Bioactive chemicals in the gel's formulation can reduce scar formation in wounds, act as neuroprotectors, and stimulate neuroregeneration. However, these must be applied to the fault at a specific time.
That's where the expertise of the University of Wollongong comes in. The scientists will modify the material structure to transport the molecules when needed, according to Wallace.
“The bioactive molecule depots that we will create will have materials arranged in such a way that the right molecules become available at the right point in time during the regeneration process.”
A new hope
The technology will be built on polymers, with Wallace's team adopting established methods such as 3D printing or fibre spinning to get the desired structures. The team will also bring biomaterial procurement, scale materials processing, formulations, sterilizing, and packaging expertise.
Mend the Gap includes 15 institutions across five countries and has received 24 million Canadian dollars ($25.57 million) from Canada's New Frontiers in Research Fund.
If successful, the study might give millions of people hope. According to a survey commissioned by SpinalCure Australia, there are 20,800 persons living in Australia with a spinal cord injury, with a third of them having no movement in the damaged areas.
According to the SpinalCure study, the overall lifetime cost of spinal cord injuries will be $75.4 billion in 2020, or $3.7 billion annually. It was calculated that $3.5 billion might be saved if a treatment improved muscle function in just 10% of persons with spinal cord injuries.
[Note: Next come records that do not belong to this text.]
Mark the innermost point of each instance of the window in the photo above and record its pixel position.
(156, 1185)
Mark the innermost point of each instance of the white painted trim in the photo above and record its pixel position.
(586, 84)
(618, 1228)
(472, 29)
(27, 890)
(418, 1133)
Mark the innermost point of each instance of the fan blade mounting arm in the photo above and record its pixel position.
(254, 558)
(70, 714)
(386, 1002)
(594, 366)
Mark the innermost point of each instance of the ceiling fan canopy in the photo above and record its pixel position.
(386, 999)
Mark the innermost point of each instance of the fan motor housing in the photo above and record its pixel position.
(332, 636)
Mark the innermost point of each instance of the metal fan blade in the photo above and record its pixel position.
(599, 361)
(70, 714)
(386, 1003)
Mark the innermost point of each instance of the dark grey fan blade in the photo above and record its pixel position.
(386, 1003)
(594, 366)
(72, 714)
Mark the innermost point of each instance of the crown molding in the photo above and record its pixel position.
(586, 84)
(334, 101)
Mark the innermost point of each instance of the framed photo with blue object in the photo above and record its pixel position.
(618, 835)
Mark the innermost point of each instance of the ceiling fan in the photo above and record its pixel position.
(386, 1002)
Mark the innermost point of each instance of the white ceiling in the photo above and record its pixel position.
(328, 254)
Mend the Gap, according to Wallace, is enabled by improvements in material science, drug delivery, and biological cell interactions. It's a far cry from 20 years ago, when the materials he was dealing with just couldn't handle the complexity of human spinal cord restoration.
“We’ve brought together advances from groups all over the world to chip in and have a real red-hot crack at trying to solve this very complex challenge,” he said.